Due to lack of availability of exchange reactions for Campylobacter jejuni, simulation analysis on the partial metabolic network could not be carried out and essential genes could not be retrieved. An alternative approach for finding essential genes of Campylobacter jejuni was carried out. The essential genes of Campylobacter jejuni were taken from our previous published report and were found out to be 22869.

Table 1 portrays the results of metabolic network reconstruction and simulation of target microorganisms. The metabolic network and simulation analysis data of target microorganisms is provided in Supplementary Table S2 online.

Table 1 Metabolic network reconstruction (GEMSiRV) and simulation (COBRA) of target microorganisms.

The proteins corresponding to essential genes, non-repeats and non-homologs were obtained as stated below according to the parenthesis {proteins corresponding to essential genes, non-repeats, non-homologs}.

Escherichia coli O157:H7 {2024, 858, 454}; Klebsiella oxytoca {833, 830, 430}; Salmonella typhimurium {849, 828, 439}; Shigella dysenteriae {735, 732, 382}; Yersinia enterocolitica {726, 723, 365} and Campylobacter jejuni {153, 153, 151}.
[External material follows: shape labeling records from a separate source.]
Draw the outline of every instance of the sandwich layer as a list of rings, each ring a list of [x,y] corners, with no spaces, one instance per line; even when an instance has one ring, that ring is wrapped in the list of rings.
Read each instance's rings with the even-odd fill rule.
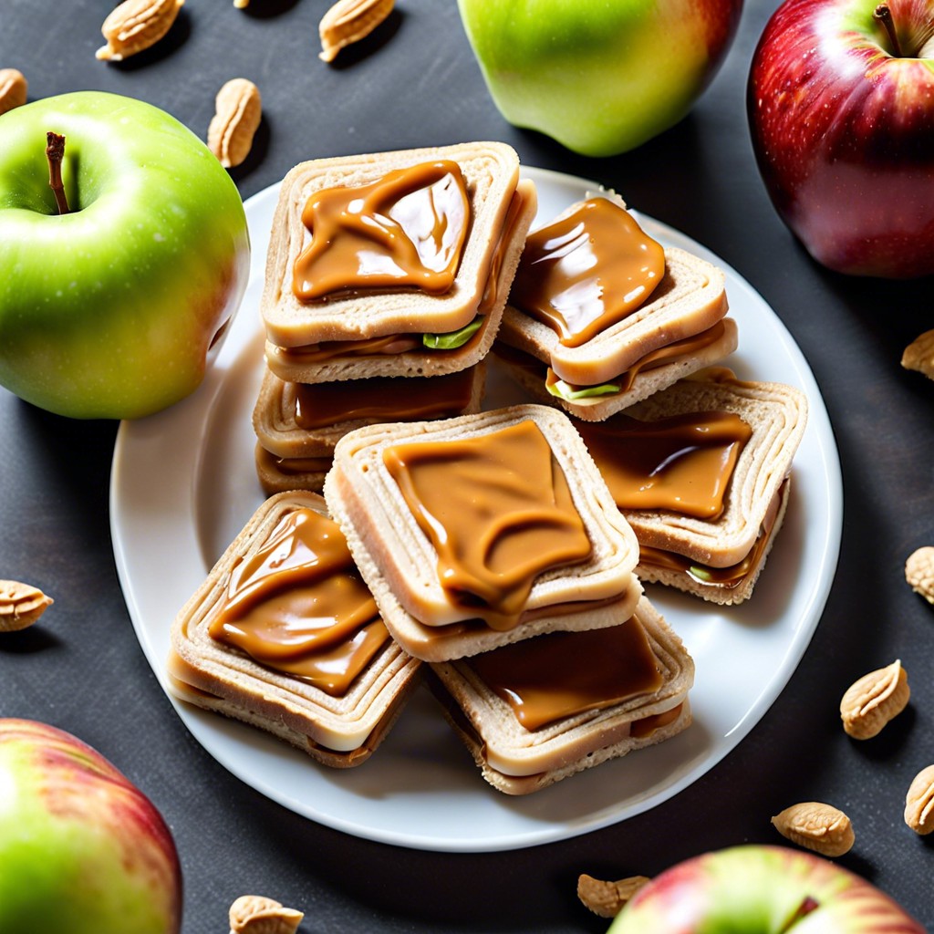
[[[429,666],[429,685],[483,777],[528,794],[690,723],[694,663],[644,597],[615,626],[552,632]]]
[[[639,540],[642,579],[680,586],[716,602],[739,602],[749,595],[782,524],[807,410],[807,398],[794,387],[743,382],[717,368],[680,380],[605,422],[580,426]],[[704,419],[725,423],[727,417],[744,428],[744,436],[718,429],[727,435],[718,447],[721,434],[710,430],[693,437],[686,433],[700,432]],[[732,447],[729,461],[728,441]],[[709,463],[716,463],[717,472],[711,473],[700,458],[712,459]],[[729,469],[724,469],[728,464]],[[715,486],[720,497],[719,505],[706,515],[680,502],[688,487],[702,483]],[[646,499],[644,488],[654,499]],[[705,574],[716,576],[705,567],[739,565],[757,542],[760,548],[743,587],[735,580],[729,587],[703,580]],[[665,552],[686,559],[700,574],[682,573],[684,561],[663,559]],[[648,559],[653,553],[655,561]]]
[[[335,189],[352,192],[388,174],[439,161],[462,173],[469,213],[449,288],[428,291],[413,284],[364,286],[312,300],[296,295],[296,262],[314,245],[313,232],[303,220],[309,203]],[[515,151],[500,143],[316,160],[295,166],[283,181],[274,217],[261,305],[270,369],[288,381],[310,383],[375,375],[429,375],[477,362],[496,336],[536,208],[534,186],[519,181]]]
[[[393,474],[400,451],[427,460],[432,474],[416,508],[406,498],[411,478]],[[554,629],[611,625],[641,592],[635,537],[555,409],[360,429],[338,442],[324,495],[383,619],[417,658],[446,660]],[[439,522],[449,523],[440,538]],[[565,558],[536,566],[554,545],[551,531],[563,536],[572,527]]]
[[[419,662],[389,637],[324,501],[271,497],[178,613],[179,698],[287,739],[332,766],[378,745]]]

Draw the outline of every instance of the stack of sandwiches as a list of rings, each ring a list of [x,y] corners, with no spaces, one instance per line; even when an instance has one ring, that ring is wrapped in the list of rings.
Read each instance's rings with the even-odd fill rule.
[[[712,366],[737,346],[722,272],[619,199],[527,237],[535,210],[501,144],[286,177],[270,498],[175,621],[179,697],[346,767],[425,682],[511,795],[690,724],[694,662],[643,582],[749,598],[806,400]],[[494,341],[535,402],[484,410]]]
[[[253,414],[267,494],[320,490],[353,428],[479,410],[536,206],[501,143],[314,160],[286,176]]]

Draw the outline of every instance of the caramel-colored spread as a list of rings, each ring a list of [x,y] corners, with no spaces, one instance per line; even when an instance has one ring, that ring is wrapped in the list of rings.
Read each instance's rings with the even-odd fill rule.
[[[518,623],[540,573],[590,555],[567,479],[533,421],[393,445],[383,460],[438,553],[448,599],[493,629]]]
[[[313,194],[302,212],[311,243],[295,261],[303,302],[333,292],[451,288],[470,225],[460,166],[450,160],[389,172],[367,185]]]
[[[234,567],[208,632],[333,697],[389,638],[340,529],[313,509],[287,514]]]
[[[295,421],[300,428],[315,429],[367,418],[436,418],[461,412],[473,393],[473,368],[440,376],[301,383],[295,390]]]
[[[639,421],[616,416],[578,426],[620,509],[715,519],[752,429],[731,412]]]
[[[579,347],[632,314],[665,275],[665,250],[623,207],[591,198],[532,234],[510,302]]]
[[[679,573],[686,574],[698,584],[705,587],[720,587],[725,590],[732,590],[739,587],[746,576],[758,567],[762,555],[769,544],[769,536],[778,518],[779,507],[782,504],[782,498],[785,493],[785,483],[779,488],[778,492],[769,503],[765,518],[762,520],[762,527],[759,529],[758,537],[756,539],[752,548],[746,556],[735,564],[729,567],[715,568],[710,564],[701,564],[699,561],[692,561],[685,555],[679,555],[674,551],[666,551],[663,548],[652,548],[648,545],[640,545],[639,563],[661,568],[665,571],[676,571]]]
[[[663,680],[638,616],[605,629],[549,632],[468,663],[529,730],[652,694]]]

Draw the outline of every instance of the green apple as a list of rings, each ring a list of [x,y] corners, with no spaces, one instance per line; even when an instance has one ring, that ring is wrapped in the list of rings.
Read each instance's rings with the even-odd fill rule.
[[[924,934],[865,879],[813,853],[746,844],[646,883],[608,934]]]
[[[152,802],[64,730],[0,719],[0,931],[177,934],[182,880]]]
[[[589,156],[625,152],[680,120],[707,86],[743,0],[459,0],[509,122]]]
[[[49,133],[64,136],[67,213]],[[192,392],[249,272],[226,170],[169,114],[101,92],[16,107],[0,139],[0,385],[85,418]]]

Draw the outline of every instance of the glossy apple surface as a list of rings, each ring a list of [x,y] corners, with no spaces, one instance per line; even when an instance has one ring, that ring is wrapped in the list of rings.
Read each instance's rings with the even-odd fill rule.
[[[934,273],[934,0],[785,0],[753,56],[753,148],[781,218],[849,275]]]
[[[180,913],[149,800],[70,733],[0,719],[0,931],[177,934]]]
[[[70,212],[49,186],[65,136]],[[243,201],[175,118],[100,92],[0,116],[0,385],[75,417],[134,418],[191,393],[249,266]]]
[[[865,879],[812,853],[748,844],[672,866],[641,888],[612,934],[924,934]]]
[[[459,0],[490,94],[517,126],[590,156],[680,120],[723,61],[743,0]]]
The essential genes, their corresponding proteins, reactions and metabolites from the curated dataset were refined to create a list of most relevant molecular indicators to assess their coveted role in disease establishment. The non-redundant filtered proteins were utilised further in the computational work-pipeline canvassing the drug targets and signatures in the interspecies communication.

Essential host-microbe and microbe-microbe interactions

The central mechanism of host-microbe/microbe interface conferred through gut microbiome was correlated for the selected microbial species and processed to obtain the common signatures so as to follow the core system of metabolic changes affecting the host harbouring them as either commensal or pathogenic loads. The interactors between human and target microorganisms were obtained.
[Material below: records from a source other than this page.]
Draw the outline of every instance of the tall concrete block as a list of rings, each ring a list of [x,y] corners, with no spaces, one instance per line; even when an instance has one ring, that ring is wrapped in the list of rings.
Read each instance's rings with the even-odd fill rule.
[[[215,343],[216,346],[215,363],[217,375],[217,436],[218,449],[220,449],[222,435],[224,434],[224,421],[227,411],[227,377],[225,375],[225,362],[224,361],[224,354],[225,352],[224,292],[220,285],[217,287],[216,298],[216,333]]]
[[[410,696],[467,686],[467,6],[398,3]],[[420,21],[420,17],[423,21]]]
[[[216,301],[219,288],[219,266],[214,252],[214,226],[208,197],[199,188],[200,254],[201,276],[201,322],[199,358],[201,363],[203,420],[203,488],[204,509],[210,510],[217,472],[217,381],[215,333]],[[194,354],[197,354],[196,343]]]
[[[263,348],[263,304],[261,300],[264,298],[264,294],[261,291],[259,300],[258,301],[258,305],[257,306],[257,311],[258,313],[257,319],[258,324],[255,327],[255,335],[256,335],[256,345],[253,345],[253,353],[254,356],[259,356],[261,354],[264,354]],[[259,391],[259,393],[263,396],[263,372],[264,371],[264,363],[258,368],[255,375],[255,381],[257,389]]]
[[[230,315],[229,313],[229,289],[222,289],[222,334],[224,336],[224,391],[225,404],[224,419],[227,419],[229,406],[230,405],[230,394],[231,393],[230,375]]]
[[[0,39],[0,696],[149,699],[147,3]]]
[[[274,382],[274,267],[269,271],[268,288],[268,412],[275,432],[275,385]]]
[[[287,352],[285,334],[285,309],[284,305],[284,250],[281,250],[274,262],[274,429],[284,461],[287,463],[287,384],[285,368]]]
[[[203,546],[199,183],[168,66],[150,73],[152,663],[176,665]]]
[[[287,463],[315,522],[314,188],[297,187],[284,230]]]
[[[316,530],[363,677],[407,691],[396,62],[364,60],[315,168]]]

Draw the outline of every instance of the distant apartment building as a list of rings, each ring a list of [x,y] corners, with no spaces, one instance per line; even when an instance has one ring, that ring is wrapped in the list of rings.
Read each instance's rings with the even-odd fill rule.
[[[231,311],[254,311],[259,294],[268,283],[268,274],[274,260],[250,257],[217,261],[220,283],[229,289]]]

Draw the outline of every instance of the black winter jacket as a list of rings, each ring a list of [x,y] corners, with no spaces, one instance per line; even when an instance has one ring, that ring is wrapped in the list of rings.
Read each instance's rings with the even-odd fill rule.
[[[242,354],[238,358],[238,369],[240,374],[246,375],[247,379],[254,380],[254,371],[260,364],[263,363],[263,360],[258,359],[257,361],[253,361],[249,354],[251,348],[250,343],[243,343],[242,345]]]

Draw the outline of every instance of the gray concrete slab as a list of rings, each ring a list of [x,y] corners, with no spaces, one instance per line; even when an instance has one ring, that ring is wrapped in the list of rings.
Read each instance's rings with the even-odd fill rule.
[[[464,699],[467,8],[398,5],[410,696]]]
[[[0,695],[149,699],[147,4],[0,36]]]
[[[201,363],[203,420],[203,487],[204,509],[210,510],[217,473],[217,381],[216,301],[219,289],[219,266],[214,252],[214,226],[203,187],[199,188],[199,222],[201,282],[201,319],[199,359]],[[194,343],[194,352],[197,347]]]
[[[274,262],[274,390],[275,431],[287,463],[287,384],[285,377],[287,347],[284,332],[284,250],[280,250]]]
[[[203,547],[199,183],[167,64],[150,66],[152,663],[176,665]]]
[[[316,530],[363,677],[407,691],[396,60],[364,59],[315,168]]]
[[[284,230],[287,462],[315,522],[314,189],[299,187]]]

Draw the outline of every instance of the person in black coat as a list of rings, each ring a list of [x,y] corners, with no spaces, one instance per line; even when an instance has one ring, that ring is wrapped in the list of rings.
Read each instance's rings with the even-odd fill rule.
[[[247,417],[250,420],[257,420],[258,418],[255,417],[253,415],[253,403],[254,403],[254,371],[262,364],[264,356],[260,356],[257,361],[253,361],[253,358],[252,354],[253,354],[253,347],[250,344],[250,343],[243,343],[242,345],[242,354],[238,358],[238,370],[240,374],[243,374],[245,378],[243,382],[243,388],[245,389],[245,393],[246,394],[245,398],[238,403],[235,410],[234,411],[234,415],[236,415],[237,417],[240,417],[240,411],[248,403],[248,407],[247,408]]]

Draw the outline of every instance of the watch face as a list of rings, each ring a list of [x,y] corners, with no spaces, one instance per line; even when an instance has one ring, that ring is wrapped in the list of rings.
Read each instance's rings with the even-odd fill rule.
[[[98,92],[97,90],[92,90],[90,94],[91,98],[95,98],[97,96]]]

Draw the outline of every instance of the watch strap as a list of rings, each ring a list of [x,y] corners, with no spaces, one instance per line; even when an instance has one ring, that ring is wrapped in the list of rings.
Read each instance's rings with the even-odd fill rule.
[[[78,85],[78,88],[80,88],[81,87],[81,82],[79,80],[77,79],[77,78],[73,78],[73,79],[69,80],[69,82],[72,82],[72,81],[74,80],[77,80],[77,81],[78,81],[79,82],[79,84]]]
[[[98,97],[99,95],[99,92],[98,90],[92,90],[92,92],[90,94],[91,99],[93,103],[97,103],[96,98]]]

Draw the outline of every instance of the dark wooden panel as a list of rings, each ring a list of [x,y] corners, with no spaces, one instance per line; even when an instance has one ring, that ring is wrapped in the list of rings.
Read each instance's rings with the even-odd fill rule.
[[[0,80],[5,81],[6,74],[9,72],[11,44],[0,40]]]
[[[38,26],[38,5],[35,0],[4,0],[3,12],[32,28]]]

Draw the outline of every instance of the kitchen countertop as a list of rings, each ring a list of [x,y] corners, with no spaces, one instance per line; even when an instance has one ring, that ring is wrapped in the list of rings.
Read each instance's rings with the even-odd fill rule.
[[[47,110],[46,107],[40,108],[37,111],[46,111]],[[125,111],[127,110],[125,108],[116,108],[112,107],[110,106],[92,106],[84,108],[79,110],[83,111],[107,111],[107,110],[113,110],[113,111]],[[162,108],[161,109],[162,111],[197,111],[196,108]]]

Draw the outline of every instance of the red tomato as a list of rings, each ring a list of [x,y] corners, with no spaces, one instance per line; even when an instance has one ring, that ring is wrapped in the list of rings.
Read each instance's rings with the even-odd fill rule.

The interactors of Escherichia coli O157:H7 were 136; Klebsiella oxytoca were 141; Salmonella typhimurium were 136; Shigella dysenteriae were 117 and Yersinia enterocolitica were 133. There were no interactors for Campylobacter jejuni (Supplementary Table S3S7 online). Table 2 shows the results of filtering and host-microbe interactions of protein sequences corresponding to essential genes of target microorganisms.
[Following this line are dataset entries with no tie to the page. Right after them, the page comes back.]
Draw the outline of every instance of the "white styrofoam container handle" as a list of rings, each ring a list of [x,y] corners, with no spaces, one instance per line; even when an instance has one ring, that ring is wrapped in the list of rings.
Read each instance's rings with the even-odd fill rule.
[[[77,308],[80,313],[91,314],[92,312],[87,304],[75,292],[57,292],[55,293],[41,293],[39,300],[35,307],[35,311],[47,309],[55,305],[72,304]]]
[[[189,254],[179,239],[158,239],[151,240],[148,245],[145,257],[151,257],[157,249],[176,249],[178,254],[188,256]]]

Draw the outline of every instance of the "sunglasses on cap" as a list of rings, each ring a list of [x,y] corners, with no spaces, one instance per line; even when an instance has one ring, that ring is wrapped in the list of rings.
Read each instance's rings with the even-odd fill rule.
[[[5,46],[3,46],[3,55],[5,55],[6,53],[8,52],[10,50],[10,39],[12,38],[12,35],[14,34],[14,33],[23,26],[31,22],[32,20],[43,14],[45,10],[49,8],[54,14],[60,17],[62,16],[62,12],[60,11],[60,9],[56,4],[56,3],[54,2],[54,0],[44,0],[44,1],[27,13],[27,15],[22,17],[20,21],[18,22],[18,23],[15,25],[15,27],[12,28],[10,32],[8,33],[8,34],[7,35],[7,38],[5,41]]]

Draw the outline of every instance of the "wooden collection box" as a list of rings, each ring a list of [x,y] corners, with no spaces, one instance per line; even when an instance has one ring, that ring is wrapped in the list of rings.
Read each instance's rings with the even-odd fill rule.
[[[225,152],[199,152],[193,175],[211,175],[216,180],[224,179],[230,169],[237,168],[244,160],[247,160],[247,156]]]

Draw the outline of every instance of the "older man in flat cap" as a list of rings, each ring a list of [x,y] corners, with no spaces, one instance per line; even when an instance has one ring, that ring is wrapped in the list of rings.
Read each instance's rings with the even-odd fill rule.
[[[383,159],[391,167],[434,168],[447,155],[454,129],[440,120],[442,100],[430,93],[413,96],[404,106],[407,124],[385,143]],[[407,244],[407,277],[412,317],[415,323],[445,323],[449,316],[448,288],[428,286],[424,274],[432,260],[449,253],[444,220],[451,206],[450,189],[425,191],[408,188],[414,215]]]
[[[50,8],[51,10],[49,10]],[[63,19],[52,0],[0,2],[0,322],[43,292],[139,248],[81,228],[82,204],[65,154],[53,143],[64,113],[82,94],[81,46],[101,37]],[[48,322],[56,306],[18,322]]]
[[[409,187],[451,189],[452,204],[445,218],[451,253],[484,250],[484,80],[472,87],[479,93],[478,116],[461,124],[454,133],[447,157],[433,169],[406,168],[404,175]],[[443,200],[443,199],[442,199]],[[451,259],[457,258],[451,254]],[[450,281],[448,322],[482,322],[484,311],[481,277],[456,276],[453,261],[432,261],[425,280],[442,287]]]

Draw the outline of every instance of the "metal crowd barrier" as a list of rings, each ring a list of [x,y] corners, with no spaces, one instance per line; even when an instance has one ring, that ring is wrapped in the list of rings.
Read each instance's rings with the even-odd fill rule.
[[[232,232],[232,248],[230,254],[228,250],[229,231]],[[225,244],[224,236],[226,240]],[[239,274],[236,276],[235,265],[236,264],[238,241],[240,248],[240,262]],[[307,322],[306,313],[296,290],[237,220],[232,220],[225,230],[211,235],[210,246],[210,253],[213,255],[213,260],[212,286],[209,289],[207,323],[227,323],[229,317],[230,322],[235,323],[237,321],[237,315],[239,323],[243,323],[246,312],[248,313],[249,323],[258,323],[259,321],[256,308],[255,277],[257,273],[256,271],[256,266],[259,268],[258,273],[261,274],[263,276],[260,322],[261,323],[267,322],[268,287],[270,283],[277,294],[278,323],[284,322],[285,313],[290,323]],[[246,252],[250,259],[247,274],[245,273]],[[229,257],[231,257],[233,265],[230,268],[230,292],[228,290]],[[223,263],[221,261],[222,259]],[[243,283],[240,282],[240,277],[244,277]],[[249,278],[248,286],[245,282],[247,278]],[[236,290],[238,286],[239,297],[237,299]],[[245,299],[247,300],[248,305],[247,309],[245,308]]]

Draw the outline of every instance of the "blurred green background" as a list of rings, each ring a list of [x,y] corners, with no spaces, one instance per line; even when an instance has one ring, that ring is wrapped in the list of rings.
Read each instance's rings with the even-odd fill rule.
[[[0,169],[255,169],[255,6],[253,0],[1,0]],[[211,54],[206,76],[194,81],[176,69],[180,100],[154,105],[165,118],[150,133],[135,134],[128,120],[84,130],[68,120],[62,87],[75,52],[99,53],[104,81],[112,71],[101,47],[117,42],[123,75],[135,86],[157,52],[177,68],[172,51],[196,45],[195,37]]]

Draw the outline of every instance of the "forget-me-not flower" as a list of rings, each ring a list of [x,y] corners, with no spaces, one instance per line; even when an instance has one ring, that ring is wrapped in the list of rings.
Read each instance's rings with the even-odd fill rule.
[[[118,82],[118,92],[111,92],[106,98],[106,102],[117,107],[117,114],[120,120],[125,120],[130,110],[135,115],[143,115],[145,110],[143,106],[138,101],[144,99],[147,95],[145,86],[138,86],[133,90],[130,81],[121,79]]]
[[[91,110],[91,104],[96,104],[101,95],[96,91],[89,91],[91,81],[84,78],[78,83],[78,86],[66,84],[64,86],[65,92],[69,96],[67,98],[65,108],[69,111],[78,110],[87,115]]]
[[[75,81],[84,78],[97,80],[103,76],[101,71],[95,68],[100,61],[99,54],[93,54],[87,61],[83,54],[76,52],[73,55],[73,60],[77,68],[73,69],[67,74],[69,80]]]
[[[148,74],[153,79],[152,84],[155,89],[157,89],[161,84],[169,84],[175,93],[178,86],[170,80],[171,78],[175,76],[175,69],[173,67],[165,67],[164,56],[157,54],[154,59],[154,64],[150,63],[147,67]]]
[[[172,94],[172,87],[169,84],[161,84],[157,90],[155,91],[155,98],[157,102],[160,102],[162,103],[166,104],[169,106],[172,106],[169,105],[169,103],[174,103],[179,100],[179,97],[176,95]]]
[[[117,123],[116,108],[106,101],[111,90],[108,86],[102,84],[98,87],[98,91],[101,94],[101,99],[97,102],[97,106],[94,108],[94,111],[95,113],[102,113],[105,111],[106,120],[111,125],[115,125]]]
Table 2 Filtering and host-microbe interactions of protein sequences corresponding to essential genes of target microorganisms.

The host-microbe interactors were analysed for all the target microbial species and processed to obtain the common signatures. 43 proteins were found between all target microorganisms having interaction among themselves and with 130 human proteins.

The essential host correlative targets to the microbial gene targets were followed by obtaining host essential genes and corresponding proteins from human metabolic model HMR 2. There were 1,401 essential proteins (Supplementary Table S8 online) the essential human protein was found out to be KYNU having interaction with essential microbial protein NHAA (Fig. 3). NHAA was also having interactions with non-essential HCLS1 Associated Protein X-1 (HAX1), Prolyl endopeptidase-like (PPCEL), Biogenesis of Lysosomal Organelles Complex 3 Subunit 1 (HPS1) and Eukaryotic Translation Initiation Factor 2 Alpha Kinase 1 (E2AK1) proteins of human host.

Figure 3
figure 3

Essential host-microbe interacting proteins.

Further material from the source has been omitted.